生協組合員さんとも馴染みの深い折笠農場は、ほぼその中央に位置し、約95haという圧巻の規模を誇る大農場です。

「私が開拓者として5代目。曽々祖父と曽祖父が約110年前に福島からこの地に移り、土地を切り開いたのが農場のルーツです」

そう話してくれるのは折笠健さん。

自身の広大な農場と北海道各地の生産者によって構成される折笠農場グループとして、主にじゃがいも、玉ねぎを長きに渡って生協に出荷しています。

父、秀勝さんの開拓物語

「生協さんとのおつきあいは父、秀勝の代から。もともと父は十勝地方では指折りのビート(てんさい)生産者でしたが、じゃがいも生産者へと転進したんです」

ビートは肥料喰いの作物。化学肥料そして農薬を大量に施して栽培します。

「土が痩せていく」

ある時、父、秀勝さんは地力の衰えを感じます。

「このままでは土が死んでしまう」

その予感は徐々に確信へ。

危機感を持った秀勝さんは、当時注目を集め始めていた緑肥(植物を土に漉き込み肥料とすること)を導入、地力回復に努めると共に、なんと大胆にもビートに比べ肥料を必要としないじゃがいも生産へと大転換を図ります。更に「土の再生、土作りという栽培を理解し、じっくり付き合ってくれる取引先を探さねば」と自ら販路開拓に奔走。縁を得て当時、伸長著しかった関西の生協との取引が始まりました。

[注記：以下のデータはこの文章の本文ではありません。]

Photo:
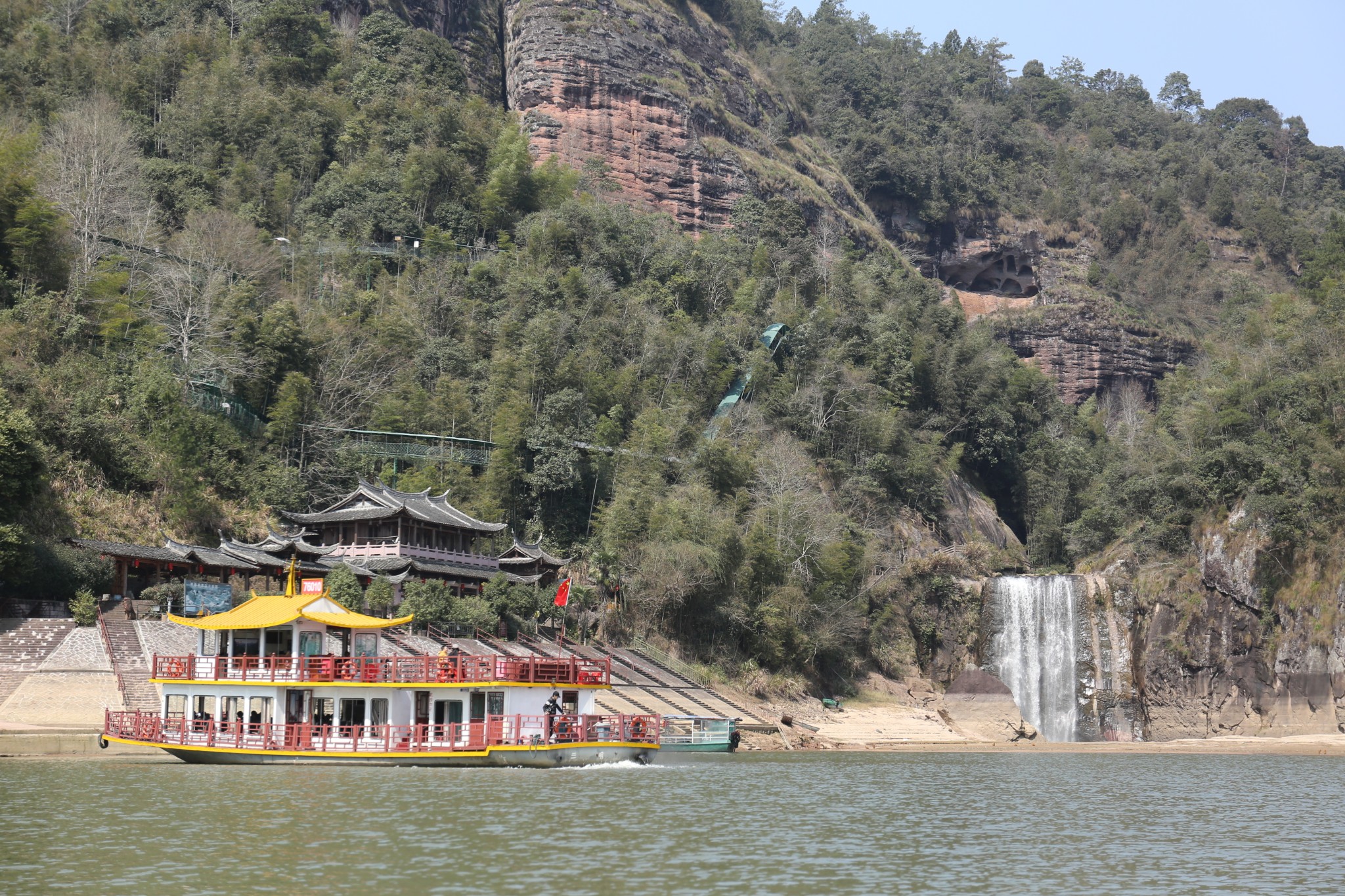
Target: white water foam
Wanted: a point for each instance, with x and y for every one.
(1034, 651)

「それが1970年の初頭。生協さんとのおつきあいが始まり、様々な意見交流を行いながら進めていくんですが、中でも直接、組合員さんに教えられることはたくさんありました。忘れられないのが『北海こがね』への切り替え」少し懐かしそうな目をして健さんは当時を振り返ります。

 

答えは全部、組合員さんが教えてくれた。

「今から30年ほど前になります。当時、主流の『メークイン』を『北海こがね』に切り替えるかどうか、悩んだ時がありまして」

メークインといえば男爵と並ぶジャガイモ界の二枚看板。というより、当時ジャガイモといえば、これより他にはほとんど市場には出回っていなかったそんな時代。

「ジャガイモの無農薬栽培を試していたんですが、どうもうまくいかない。それをある人に相談したんです」するとその答えは「まず品種選定を間違っている。『メークイン』では失敗して当たり前。『北海こがね』なら耐病性も高く食味も良い。何よりこの土地にあっている。これで試すべきだ」というものでした。果たして試してみると正にその通り。ねっとりした上質の芋が収穫できました。

しかし事は簡単には進みません。

「当時の大定番『メークイン』と知名度のない『北海こがね』。いくら実験結果が出たとしても、これを全て切り替えるのはすごく勇気のいることでした」

自分たちで食べてみた限りは、『北海こがね』も『メークイン』に負けず劣らず味が良い。しかし、ずっと『メークイン』に慣れ親しんだ組合員さんに果たして受け入れてもらえるのだろうか?悩んだ健さんは、生協の組合員さんに「メークイン」と「北海こがね」の比較試食を持ち込みます。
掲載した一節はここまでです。